9.2: l’octroi de garanties concernant le statut et les droits et obligations de la population marocaine au Sahara occidental, y compris sa participation à la vie politique, économique et sociale du territoire du Sahara occidental. À cet égard, l’Etat sahraoui pourrait accorder la nationalité sahraouie à tout citoyen marocain légalement établi sur le territoire qui en ferait la demande. [(G)uarantees regarding the status and rights and obligations of the Moroccan population of Western Sahara, including their participation in the political, economic and social life of the territory of Western Sahara. In that regard, the Sahrawi State would accord Sahrawi nationality to every Moroccan citizen legally established in the territory who requests it].

Another round of negotiations held in 2010 saw no compromise in the positions. Morocco remained willing to grant the Sahrawis the autonomy to govern local affairs in a Moroccan province, while the Polisario maintained that Western Sahara is not a sovereign territory of Morocco. Talks broke down in 2016, with Morocco withdrawing from participation in MINURSO negotiations. The ceasefire collapsed in 2020. Despite the renewal of the mandate for MINURSO through October 2022, no solution to the stalemate over Western Sahara's sovereignty has been forthcoming and conflict has continued.

Additional difficulties for future resolution of the issue is that without a comprehensive Sahrawi nationality law, who officially are recognized as Sahrawi is undefined. In 2018, Moroccan figures showed the population of the areas it controls in Western Sahara to include 485,000 people, of whom only twenty percent are Sahrawi. Based on United Nations estimates of the population of the entire territory of Western Sahara, in 2019, the population of the territory controlled by the Sahrawi Republic would approximate 82,000 people. Further, Morocco has invested billions of dollars in developing the infrastructure of the territory it controls, fortifying its security with defensive walls and troops, and implementing policies to assimilate the Sahrawi people and moroccanize them.

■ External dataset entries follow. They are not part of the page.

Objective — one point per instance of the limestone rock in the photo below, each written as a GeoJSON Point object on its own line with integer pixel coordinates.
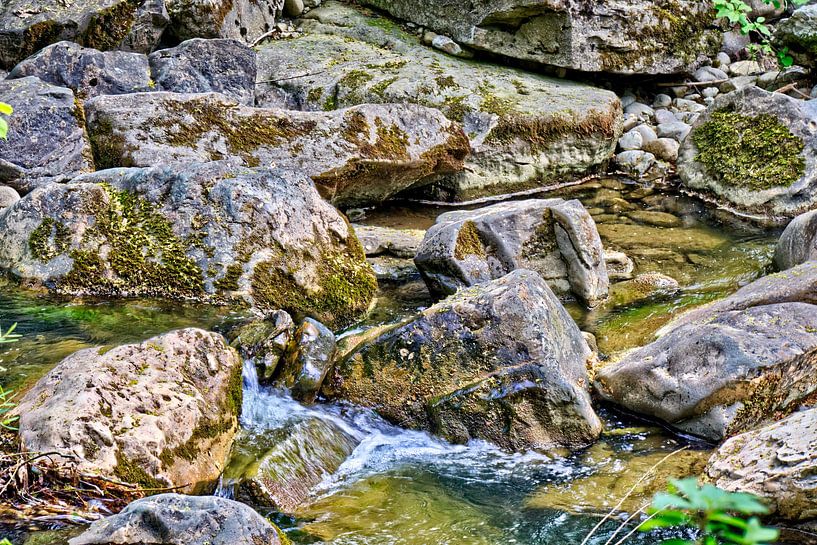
{"type": "Point", "coordinates": [212, 232]}
{"type": "Point", "coordinates": [87, 72]}
{"type": "Point", "coordinates": [201, 66]}
{"type": "Point", "coordinates": [775, 462]}
{"type": "Point", "coordinates": [170, 519]}
{"type": "Point", "coordinates": [556, 238]}
{"type": "Point", "coordinates": [361, 155]}
{"type": "Point", "coordinates": [158, 414]}
{"type": "Point", "coordinates": [46, 140]}
{"type": "Point", "coordinates": [525, 130]}
{"type": "Point", "coordinates": [728, 155]}
{"type": "Point", "coordinates": [502, 361]}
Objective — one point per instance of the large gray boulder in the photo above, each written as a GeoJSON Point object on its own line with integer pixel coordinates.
{"type": "Point", "coordinates": [46, 139]}
{"type": "Point", "coordinates": [86, 71]}
{"type": "Point", "coordinates": [775, 462]}
{"type": "Point", "coordinates": [728, 154]}
{"type": "Point", "coordinates": [174, 519]}
{"type": "Point", "coordinates": [213, 232]}
{"type": "Point", "coordinates": [158, 414]}
{"type": "Point", "coordinates": [503, 362]}
{"type": "Point", "coordinates": [26, 27]}
{"type": "Point", "coordinates": [201, 66]}
{"type": "Point", "coordinates": [526, 130]}
{"type": "Point", "coordinates": [556, 238]}
{"type": "Point", "coordinates": [722, 369]}
{"type": "Point", "coordinates": [245, 20]}
{"type": "Point", "coordinates": [621, 36]}
{"type": "Point", "coordinates": [798, 243]}
{"type": "Point", "coordinates": [361, 155]}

In March 2013, Hassan Serghouchni, a Moroccan political prisoner in the 1980s residing in Oujda, sent a letter to the Sahrawi Republic embassy in Algiers asking for the concession of the Sahrawi nationality, being the first Moroccan to demand it. In October 2012 Serghouchni renounced Moroccan nationality.

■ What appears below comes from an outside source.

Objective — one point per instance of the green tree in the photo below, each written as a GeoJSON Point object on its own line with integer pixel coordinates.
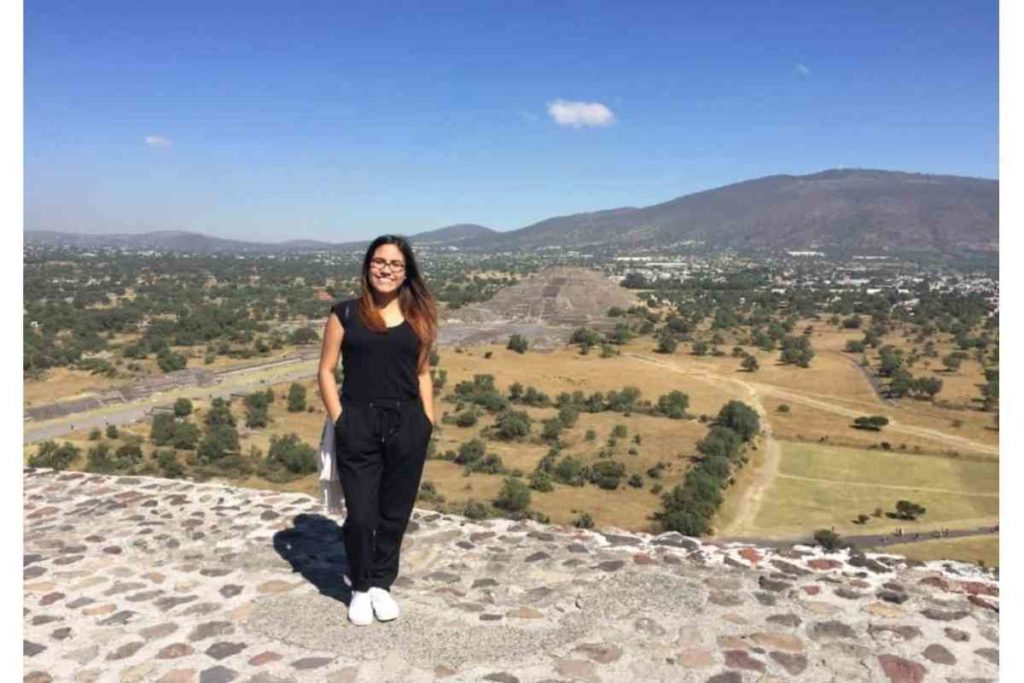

==National identity and sovereignty==
Though the Polisario Front — the government of SADR — has existed for more than forty years, the Constitution of the Sahrawi Arab Democratic Republic does not define how citizenship is acquired or exercised. The Sahrawi Republic promulgated its Constitution of the Sahrawi Arab Democratic Republic in February 1976, amended in August 1976, expanded in 1982 and 1985, and revised in 1999 and 2015. The 1999 Sahrawi constitution, provided that the Sahrawi National Council could make "fundamental legislation on nationality, the right to citizenship and civil status" and "general laws relating to the status of foreigners". Article 110 of the revised 2015 Constitution continues to provide that the Sahrawi National Council can draft legislation to define nationality, the rights of citizens, and civil status, but such legislation has not been created. Nonetheless, the 1999 Constitution, revised in 2015, does not define its nationals, providing only that they are African, Arab, and Muslim people.

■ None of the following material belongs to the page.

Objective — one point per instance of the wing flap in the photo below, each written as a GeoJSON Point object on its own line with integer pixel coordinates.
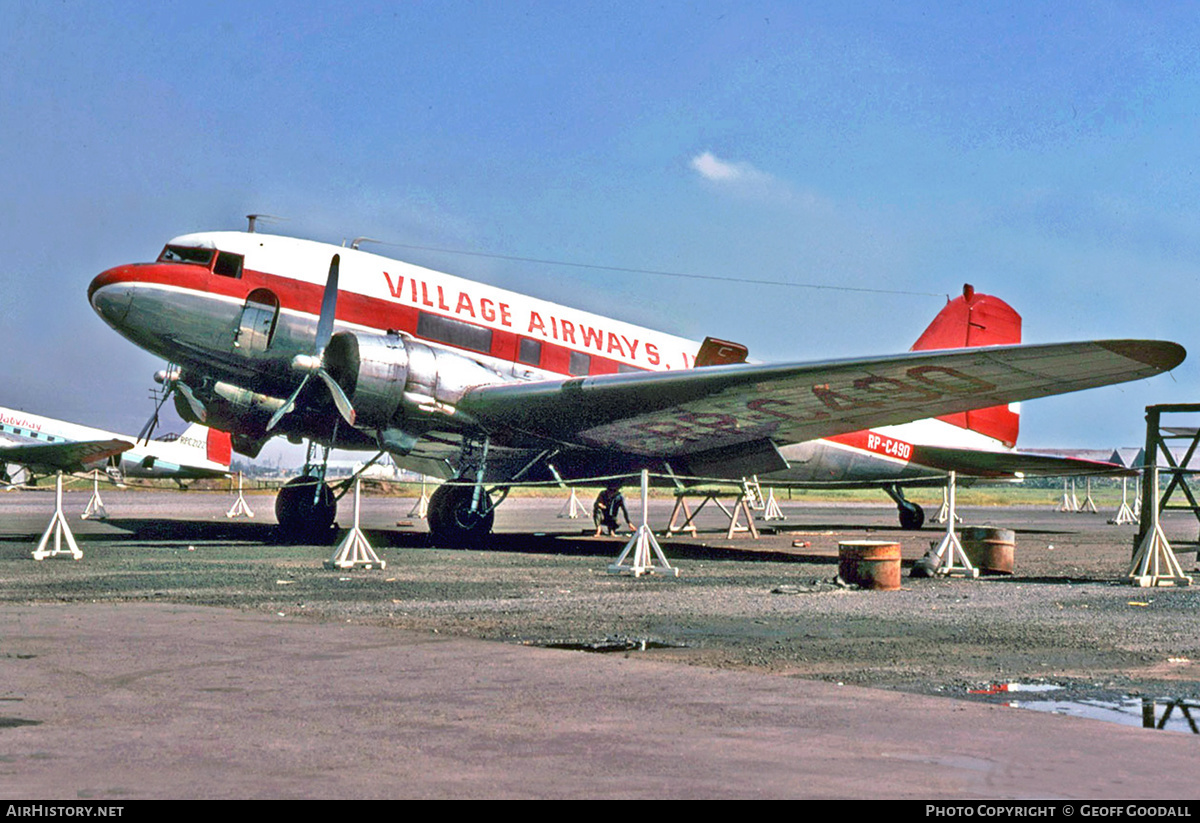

Sahrawi people who fall under the jurisdiction of SADR have a range of rights and obligations which reflect the particular circumstances of the Sahrawi Republic. As a government-in-exile, the SADR also provides birth certificates, national identity cards, and passports to persons within its jurisdiction of Western Sahara and in the Algerian refugee camps.
The following obligations are imposed on Sahrawi citizens under Chapter Five of Sahrawi constitution:
- to respect the Constitution and the laws of the Republic;
- to defend the country and participate in its liberation;
- to defend national unity and fight against all violations of the will of the people;
- to participate in national service as may be laid down by law.

The Sahrawi Constitution guarantees its citizens are equal before the law with inalienable rights to free expression, education, health care, ownership of private property, and other protections to guarantee social welfare. Following Sahrawi tradition, primacy of the people, culture, and community take precedence over the institutions and traditions developed during colonization. The society is divided into wilayahs, provincial governing administrations, and daïras, local districts. Each district was traditionally named after the location to which the inhabitants had originated in Western Sahara, to enable reintegration of the population when independence occurred. Persons living in the jurisdiction of the Sahrawi Arab Democratic Republic, including those in Algerian camps are allowed to participate in their governance, vote, and hold administrators to account. At the local level, individuals are assigned to participate in one of five committees – education, family and legal affairs, health, industry and craftsmanship, and provisioning (distribution networks). An annual congress is held to elect officials responsible for the administration of the daïras and wilayahs. The daïra officials bring the concerns of their constituents to the wilayah officials who debate uniform policy solutions to the needs of the communities.

===Statelessness===

The issue of statelessness is internationally governed by the Convention Relating to the Status of Stateless Persons of 1954 and the Convention on the Reduction of Statelessness of 1961. Stateless persons are not legally considered as nationals by any recognized state. Lack of nationality and statelessness makes persons vulnerable to breaches of their human rights, such as discrimination in their ability to live or work in a particular place, to acquire education or health services, or be protected from abuse such as trafficking. It can also result in arbitrary treatment with regard to their rights, expulsion from the country, or restrictions of movement, meaning they are unable to leave or re-enter a territory.

For the Sahrawi, the distinction between nationality and citizenship is legally significant. Although some Sahrawi live under the jurisdiction of the SADR and its protections, a greater number of Sahrawi people are displaced and include refugees in Algeria, persons living in both Moroccan- and Polisario-controlled portions of Western Sahara, as well as a large diaspora.

There are approximately 150,000 Sahrawi refugees living in refugee camps in Algeria who have no access to Algerian nationality. Since 1979, Sahrawis have been able to acquire Moroccan nationality. Sahrawi people who were residents of Spanish Sahara before it relinquished the territory in 1975 were able to gain Spanish nationality for themselves and their descendants with documentation — such as a birth or marriage certificate, school records, or family registry, to confirm their ties to the territory — through a facilitated procedure enacted in 1998. However, the 1998 procedure was based upon being able to prove that the applicant could not leave Western Sahara between 1975 and 1976 and thus were unable to comply with the requirements of the 1976 Royal Decree to apply in Spain. A ruling of the Supreme Court of Spain in 2020 withdrew the right to Spanish nationality basing its decision upon an interpretation that the Francoist court which declared Western Sahara a province was in error. The court found that Western Sahara was never part of its national territory. The court ruled that as Law 40 of 1975 required decolonization, the area was not a province but a colony and as such under the Spanish Civil Code nationality could not be obtained unless a child was born in Spain.

Lacking a sovereign state, some Sahrawis may have acquired citizenship from various states, such as Spain, Morocco, Mauritania, or other nations. For Sahrawi refugees living in Algeria, the Algerian government may make travel documents available to persons who need to travel in countries in which the Sahrawi Republic is not recognized, but these documents do not imply that the holders are Algerian. The majority of Sahrawis have not acquired actual citizenship because of statelessness and the dispute over their territory.